Philip Matthews

Research in my laboratory focuses on understanding the respiratory adaptations of animals, primarily insects. During their 400 million year evolutionary journey, the insects have become the most abundant and diverse of all animals, among the first to invade the land and the first to evolve flight. Much of their success can be attributed to a highly efficient respiratory system, capable of functioning in environments where oxygen is scarce (e.g., underwater and in decomposing material) and when extreme demands are placed on oxygen supply (e.g., during flight). I am particularly interested in those insect groups that have re-adopted an aquatic lifestyle, evolving various gas-exchange strategies. These range from snorkels and siphons through to compressible and incompressible gas gills (air bubbles) and tracheal gills (elaborations of the cuticle). During their development many insects transition from the aquatic to the terrestrial environment, so the respiratory adaptations associated with breathing water and air can be studied within a single species. The goal of my current NSERC research program is to investigate the respiratory and acid-base challenges associated with the water-to-air transitions displayed by dragonflies, damselflies, mayflies and stoneflies.
I am also interested in understanding why some insects breathe episodically while at rest, holding their breath for minutes to hours between brief bouts of gas exchange. These so-called discontinuous gas-exchange cycles appear to have evolved independently within at least 5 insect orders. However, the advantages associated with adopting this breathing pattern, and the neurological processes that underlie its production, remain the subject of lively debate. My previous research explored the gas-exchange strategies of terrestrial organisms, both animal and plant, that have secondarily invaded the freshwater aquatic environment. This included determining how sacred lotus use their leaves to pump pressurised air down to their roots growing in anoxic mud, and how bubbles of air carried by diving aquatic hemipterans (bugs) act as temporary ‘gas gills’ and buoyancy control devices.

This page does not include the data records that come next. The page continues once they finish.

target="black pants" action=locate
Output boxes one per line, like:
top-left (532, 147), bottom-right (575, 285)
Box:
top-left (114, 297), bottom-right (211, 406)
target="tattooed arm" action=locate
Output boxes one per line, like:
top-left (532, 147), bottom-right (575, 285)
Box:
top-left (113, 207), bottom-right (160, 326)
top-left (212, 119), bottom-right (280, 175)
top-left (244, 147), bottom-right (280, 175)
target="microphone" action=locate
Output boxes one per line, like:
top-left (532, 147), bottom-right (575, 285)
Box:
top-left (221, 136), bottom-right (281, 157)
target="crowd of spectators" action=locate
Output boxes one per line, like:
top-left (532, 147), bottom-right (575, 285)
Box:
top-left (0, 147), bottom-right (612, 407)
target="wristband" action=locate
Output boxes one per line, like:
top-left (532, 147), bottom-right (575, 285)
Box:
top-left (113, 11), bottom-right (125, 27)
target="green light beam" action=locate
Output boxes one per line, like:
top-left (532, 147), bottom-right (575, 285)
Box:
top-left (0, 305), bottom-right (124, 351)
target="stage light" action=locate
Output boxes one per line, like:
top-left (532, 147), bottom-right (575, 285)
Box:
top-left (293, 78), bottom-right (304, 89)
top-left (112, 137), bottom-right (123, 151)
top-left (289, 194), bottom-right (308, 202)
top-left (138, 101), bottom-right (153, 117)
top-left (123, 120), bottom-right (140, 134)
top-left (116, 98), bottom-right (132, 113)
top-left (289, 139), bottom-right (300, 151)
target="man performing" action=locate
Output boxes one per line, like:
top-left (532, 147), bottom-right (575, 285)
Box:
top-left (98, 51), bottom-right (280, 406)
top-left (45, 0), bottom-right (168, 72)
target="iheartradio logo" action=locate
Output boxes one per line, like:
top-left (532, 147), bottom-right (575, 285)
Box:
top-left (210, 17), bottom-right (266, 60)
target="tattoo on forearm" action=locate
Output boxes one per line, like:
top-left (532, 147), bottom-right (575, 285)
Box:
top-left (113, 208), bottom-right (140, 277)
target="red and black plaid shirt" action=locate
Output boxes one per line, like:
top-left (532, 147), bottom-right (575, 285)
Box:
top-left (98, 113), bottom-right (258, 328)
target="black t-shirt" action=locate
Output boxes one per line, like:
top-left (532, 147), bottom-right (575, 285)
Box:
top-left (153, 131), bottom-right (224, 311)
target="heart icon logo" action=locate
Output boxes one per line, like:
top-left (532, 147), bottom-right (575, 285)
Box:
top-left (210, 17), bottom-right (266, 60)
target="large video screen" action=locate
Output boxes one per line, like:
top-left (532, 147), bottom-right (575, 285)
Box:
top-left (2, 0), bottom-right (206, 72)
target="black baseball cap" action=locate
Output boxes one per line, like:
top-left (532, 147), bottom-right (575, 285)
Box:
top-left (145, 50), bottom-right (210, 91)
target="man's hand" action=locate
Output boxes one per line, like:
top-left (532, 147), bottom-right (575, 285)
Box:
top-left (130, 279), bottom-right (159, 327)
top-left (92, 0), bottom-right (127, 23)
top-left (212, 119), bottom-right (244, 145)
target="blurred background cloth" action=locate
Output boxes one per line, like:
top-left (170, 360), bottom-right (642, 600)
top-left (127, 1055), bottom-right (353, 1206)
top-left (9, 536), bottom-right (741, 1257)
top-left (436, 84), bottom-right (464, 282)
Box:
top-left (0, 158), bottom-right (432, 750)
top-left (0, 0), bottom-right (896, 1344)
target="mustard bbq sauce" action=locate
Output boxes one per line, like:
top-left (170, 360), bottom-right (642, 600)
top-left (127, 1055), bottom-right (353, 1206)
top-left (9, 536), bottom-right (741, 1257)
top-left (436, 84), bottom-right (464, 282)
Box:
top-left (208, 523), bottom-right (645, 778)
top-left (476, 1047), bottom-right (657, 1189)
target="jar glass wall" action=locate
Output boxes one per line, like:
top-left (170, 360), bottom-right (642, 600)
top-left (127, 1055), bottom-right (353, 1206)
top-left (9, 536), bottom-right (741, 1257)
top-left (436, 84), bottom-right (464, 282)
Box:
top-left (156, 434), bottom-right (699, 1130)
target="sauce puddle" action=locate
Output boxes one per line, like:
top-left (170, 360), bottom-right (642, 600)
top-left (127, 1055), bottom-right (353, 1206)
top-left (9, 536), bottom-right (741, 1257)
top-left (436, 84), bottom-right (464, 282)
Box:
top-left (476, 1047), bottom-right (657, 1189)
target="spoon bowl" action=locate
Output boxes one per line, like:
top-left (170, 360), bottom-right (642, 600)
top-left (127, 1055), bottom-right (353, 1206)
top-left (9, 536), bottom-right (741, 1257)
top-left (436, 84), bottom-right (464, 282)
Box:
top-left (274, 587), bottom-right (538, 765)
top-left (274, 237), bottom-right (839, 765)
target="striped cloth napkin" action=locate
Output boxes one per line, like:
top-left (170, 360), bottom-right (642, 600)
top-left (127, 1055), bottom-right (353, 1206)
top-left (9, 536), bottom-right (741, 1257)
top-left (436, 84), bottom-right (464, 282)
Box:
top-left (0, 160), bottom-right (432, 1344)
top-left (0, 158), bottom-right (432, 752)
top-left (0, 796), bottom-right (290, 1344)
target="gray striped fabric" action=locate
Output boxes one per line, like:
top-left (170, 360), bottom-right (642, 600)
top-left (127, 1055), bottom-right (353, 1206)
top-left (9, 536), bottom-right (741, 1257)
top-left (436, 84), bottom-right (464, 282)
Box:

My lab uses a wide range of research techniques, with an emphasis on in vivo measurements. To this end I use implantable fibre-optic sensors to measure oxygen levels directly within the insect tracheal system and pH levels within the insect’s haemolymph. These measurements are combined with flow-through respirometry systems to simultaneously record rates of oxygen consumption and carbon dioxide production. Video tracking and motion detectors record ventilatory movements and activity.